Most operators learn the basics of heavy equipment maintenance on a rain day . . . and never hear another word about it. Of course they won’t be able to put that into practice. They probably won’t even remember most of it. 

 Operators need engaging, recurring training to keep them up-to-date on the latest maintenance protocols and machines at your company.


Operators don’t know how to communicate about machine problems

Excavator Operator and Manager Communicating

 If something’s wrong with a machine, the operator is the first person to know about it. However, many operators don’t know how—or when—to tell the field supervisor what’s wrong with the machine. 

 They wonder, When do I approach a supervisor who’s always busy? How do I explain what’s wrong to someone who doesn’t use the machine daily? How can I let them know how urgent the problem is? 

 Your operators need a clearly defined way to let the field supervisor know what’s happening with their machines.


Operators leave the company

Excavator Operator Leaves

Operator turnover puts a huge strain on the rest of the team, and it leads to downtime and project slowdowns. Other team members usually aren’t cross-trained, so they can’t fill in when an operator leaves.

Leaders in that situation can start to feel like they only have two choices. 

Number one, they can hire an operator—any operator—and hope they’re good. (If they’re not, well . . . you’re looking at more breakdowns, downtime, and worn-out machines.) 

Or number two, they can turn a pipelayer, grade checker, or other worker into an operator and hope they can start producing quickly, without hurting their equipment or their coworkers. 

Those options both leave something to be desired, to say the least.

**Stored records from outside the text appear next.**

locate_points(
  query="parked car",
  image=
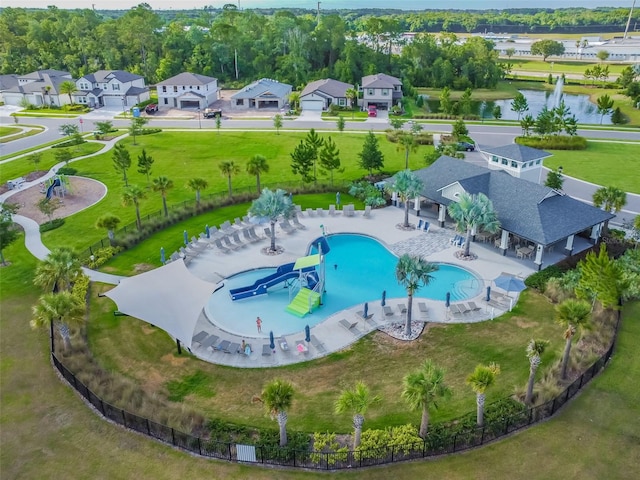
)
(469, 147)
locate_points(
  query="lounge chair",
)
(318, 345)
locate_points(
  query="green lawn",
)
(45, 427)
(603, 163)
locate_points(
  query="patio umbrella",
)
(509, 283)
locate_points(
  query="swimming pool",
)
(358, 269)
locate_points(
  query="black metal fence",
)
(431, 446)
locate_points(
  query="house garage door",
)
(312, 105)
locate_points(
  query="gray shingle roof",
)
(261, 88)
(531, 211)
(514, 151)
(188, 78)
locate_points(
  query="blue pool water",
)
(358, 269)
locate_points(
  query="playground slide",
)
(259, 287)
(56, 183)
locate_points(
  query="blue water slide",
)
(283, 273)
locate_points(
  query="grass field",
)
(45, 427)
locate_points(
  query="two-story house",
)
(381, 90)
(111, 88)
(187, 90)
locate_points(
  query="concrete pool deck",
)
(214, 265)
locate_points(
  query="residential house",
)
(187, 90)
(111, 88)
(38, 88)
(261, 94)
(381, 90)
(517, 160)
(321, 94)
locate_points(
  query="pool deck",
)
(213, 265)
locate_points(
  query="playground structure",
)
(57, 185)
(305, 283)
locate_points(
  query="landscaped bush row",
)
(554, 142)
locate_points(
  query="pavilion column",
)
(504, 242)
(442, 214)
(568, 249)
(538, 260)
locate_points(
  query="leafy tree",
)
(605, 105)
(110, 222)
(197, 185)
(277, 123)
(162, 184)
(413, 273)
(356, 401)
(535, 348)
(421, 390)
(519, 104)
(58, 270)
(371, 158)
(257, 165)
(572, 315)
(132, 195)
(547, 48)
(121, 161)
(68, 87)
(473, 213)
(61, 308)
(329, 157)
(483, 377)
(272, 205)
(144, 164)
(9, 231)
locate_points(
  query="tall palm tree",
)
(61, 308)
(132, 195)
(271, 205)
(422, 388)
(277, 397)
(357, 402)
(573, 315)
(406, 185)
(197, 184)
(229, 168)
(59, 269)
(413, 273)
(535, 348)
(162, 184)
(483, 377)
(257, 165)
(473, 213)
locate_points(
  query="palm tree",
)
(573, 315)
(58, 270)
(68, 87)
(62, 308)
(229, 168)
(482, 378)
(272, 205)
(162, 184)
(132, 196)
(535, 348)
(257, 165)
(473, 213)
(422, 388)
(357, 402)
(277, 397)
(407, 185)
(413, 273)
(197, 184)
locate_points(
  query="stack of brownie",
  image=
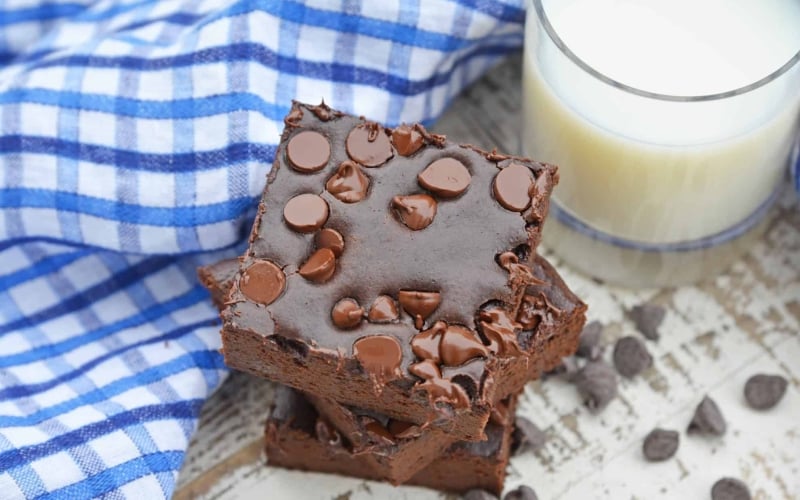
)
(392, 287)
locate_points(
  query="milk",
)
(661, 171)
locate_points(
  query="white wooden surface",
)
(714, 337)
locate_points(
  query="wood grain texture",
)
(714, 337)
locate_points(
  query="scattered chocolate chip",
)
(346, 314)
(707, 419)
(660, 445)
(763, 392)
(729, 488)
(597, 385)
(512, 187)
(446, 178)
(305, 213)
(308, 151)
(348, 184)
(407, 140)
(379, 355)
(262, 282)
(419, 305)
(459, 345)
(527, 437)
(369, 145)
(589, 345)
(331, 238)
(478, 495)
(319, 267)
(521, 493)
(383, 310)
(647, 318)
(631, 357)
(415, 211)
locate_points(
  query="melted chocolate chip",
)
(419, 305)
(459, 345)
(512, 186)
(379, 355)
(331, 238)
(346, 314)
(446, 177)
(407, 140)
(369, 145)
(308, 151)
(348, 184)
(383, 310)
(305, 213)
(415, 211)
(262, 282)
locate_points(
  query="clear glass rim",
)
(562, 46)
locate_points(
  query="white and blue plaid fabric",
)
(135, 136)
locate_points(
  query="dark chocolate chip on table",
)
(527, 437)
(648, 318)
(660, 445)
(521, 493)
(631, 357)
(729, 488)
(597, 385)
(763, 392)
(708, 419)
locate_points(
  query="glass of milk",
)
(672, 123)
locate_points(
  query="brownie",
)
(298, 438)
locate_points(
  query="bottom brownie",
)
(298, 438)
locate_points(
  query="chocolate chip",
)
(415, 211)
(407, 140)
(320, 266)
(527, 437)
(419, 305)
(262, 282)
(369, 145)
(512, 187)
(729, 488)
(446, 178)
(707, 419)
(589, 345)
(763, 392)
(383, 310)
(478, 495)
(348, 184)
(597, 385)
(346, 314)
(660, 445)
(647, 318)
(631, 357)
(308, 151)
(331, 238)
(379, 355)
(521, 493)
(459, 345)
(305, 213)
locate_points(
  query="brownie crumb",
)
(648, 318)
(521, 493)
(589, 345)
(763, 392)
(707, 419)
(660, 445)
(631, 357)
(729, 488)
(527, 437)
(597, 384)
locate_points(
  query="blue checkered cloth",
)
(135, 137)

That’s because they’re reactive. In business, it’s far better to be proactive. Even if you have loyal employees, operators may retire, move away, or get promoted to foreman. You have to plan for those things before they happen and train people who can keep the machines running. 


Operators are absent from work

Bulldozer broken fixing

Every operator misses a day of work occasionally. That’s inconvenient, but generally, crews can get through it. 

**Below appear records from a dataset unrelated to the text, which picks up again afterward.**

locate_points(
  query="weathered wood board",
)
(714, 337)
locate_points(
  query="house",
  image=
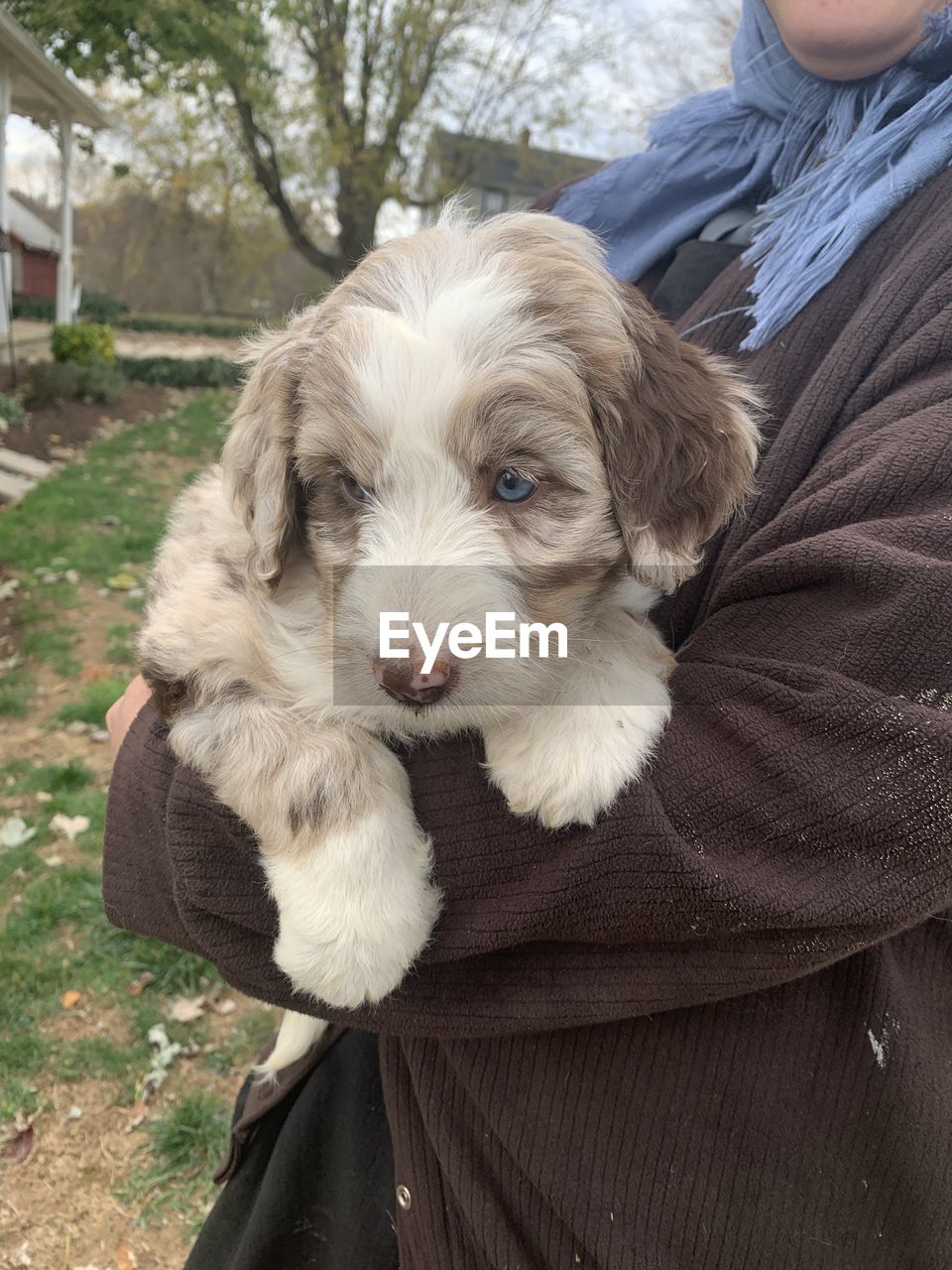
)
(493, 177)
(35, 86)
(36, 253)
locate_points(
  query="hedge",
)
(81, 341)
(182, 372)
(96, 305)
(223, 329)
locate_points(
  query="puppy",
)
(477, 420)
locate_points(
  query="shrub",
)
(12, 413)
(181, 372)
(82, 341)
(53, 381)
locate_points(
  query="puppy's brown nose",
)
(407, 680)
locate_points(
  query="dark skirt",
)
(308, 1182)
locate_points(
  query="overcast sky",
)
(665, 49)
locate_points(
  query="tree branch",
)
(267, 171)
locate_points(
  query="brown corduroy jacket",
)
(716, 1030)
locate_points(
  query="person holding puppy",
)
(714, 1029)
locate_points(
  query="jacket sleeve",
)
(797, 810)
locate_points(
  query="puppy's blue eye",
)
(354, 489)
(513, 488)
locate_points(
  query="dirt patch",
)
(153, 343)
(63, 426)
(60, 1202)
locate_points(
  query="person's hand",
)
(121, 712)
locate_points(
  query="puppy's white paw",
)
(569, 763)
(354, 915)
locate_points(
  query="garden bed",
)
(63, 426)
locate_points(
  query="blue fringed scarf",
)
(838, 157)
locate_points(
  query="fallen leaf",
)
(19, 1146)
(135, 988)
(125, 1257)
(139, 1114)
(68, 826)
(95, 671)
(185, 1010)
(14, 832)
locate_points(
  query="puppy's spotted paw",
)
(567, 765)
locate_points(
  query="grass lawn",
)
(109, 1173)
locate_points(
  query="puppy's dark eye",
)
(354, 489)
(513, 488)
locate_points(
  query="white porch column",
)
(63, 273)
(5, 259)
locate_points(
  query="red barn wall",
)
(39, 273)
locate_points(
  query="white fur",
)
(345, 860)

When we talk about absent operators, we’re talking about people who need to take extended time off. Maybe they’re taking a well-deserved vacation. Maybe they need to deal with health issues or care for a loved one. Whatever it is, even the best operators need time away from work. 

(Now, if somebody frequently skips work without a good reason, that’s another story. Dave Turin—a long-time operator, gold miner, and business leader—talks about how to deal with someone who’s creating problems for the team.)

Many business owners act surprised when operators take time off, which is nonsense. Vacations, illnesses, and family matters are to be expected. Life is to be expected. It’s on you to make a plan to keep the machines running when an operator needs time away from the business.

To help you do that, we've covered how to decrease machine downtime, increase machine lifetime, and help your operators care for their machines so they can stay productive.